BILLINGS — With the help of the Blain family, Santa has been visiting rooftops in Billings since 1980. It’s a tradition that many in the city have treasured for years, but all good things must come to an end.
The Blains, who own Billings Flying Service, have said they are retiring the Santa sleigh flight, and the announcement is triggering nostalgia around Billings.
“It became a tradition and a memory that we’ll just always hold very dear,” said Billings resident Sue Furstenberg on Tuesday.
Every Christmas Eve, from the West End to the Heights, families have tilted their eyes to the skies to catch a glimpse of Christmas magic.
“We had great grandparents, grandparents, parents, and children all together that would just grab blankets or whatever it took, and we’d go out on grandma’s deck and watch for them and wait. It was just magical,” Furstenberg said.
She’s among the many grateful to Gary Blain and his family, who have guided Santa over the city for the past 42 years. The family use a small helicopter to help pull Santa’s sleigh.

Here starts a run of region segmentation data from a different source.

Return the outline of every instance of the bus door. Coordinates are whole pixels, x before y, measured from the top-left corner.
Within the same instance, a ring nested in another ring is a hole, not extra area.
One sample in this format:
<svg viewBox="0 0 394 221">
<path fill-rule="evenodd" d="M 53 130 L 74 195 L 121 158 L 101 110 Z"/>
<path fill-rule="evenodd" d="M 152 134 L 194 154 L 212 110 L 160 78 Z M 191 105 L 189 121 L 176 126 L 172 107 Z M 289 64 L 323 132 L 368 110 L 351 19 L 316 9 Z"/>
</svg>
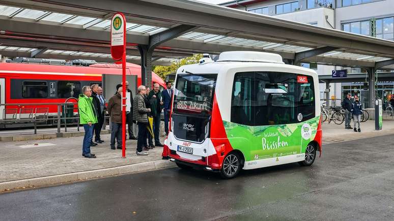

Sadly, they say, the big guy has gotten too big.
“Santa got fat over the years, and he got heavy, and so the little helicopters wouldn’t haul him anymore. And the big helicopters, it’s just ridiculously expensive to try and do it,” said Gary Blain.
The Blains say there’s more than one reason to hang up the sleigh.
“A year ago, the Santa did blow over. It was damaged, it was bent and really unsalvageable so we’d pretty much have to make a new one,” Blain said.
It’s a bittersweet decision, especially knowing how much those bright lights in the sky have meant to so many and the response they received in return.
“People flashing lights, people bring radios out to me and talk to their kids on the way by, circle their house,” Blain said.
A grateful family and also grateful are so many back down on the ground. Jodie Drange and her two kids made it a part of their Christmas Eve tradition.
“Kept the door cracked, listen for the helicopter coming by, and then as soon as you could hear it, like, the kids, our coats were all sitting by the door. We’d grab our coats and run out and then as soon as he’d fly over, then we’d go in and open all the presents,” said Drange.
It’s a custom that has been passed down to her kids.
“They were like yeah, we remember that, it was so much fun. That became their tradition too,” Drange said.
And Blain will never forget the years of joy that flying Santa over Billings has given him and the rest of the community.
“There was a huge amount of pleasure that came with doing it all those years. If the people enjoyed it, I enjoyed it twice as much,” said Blain.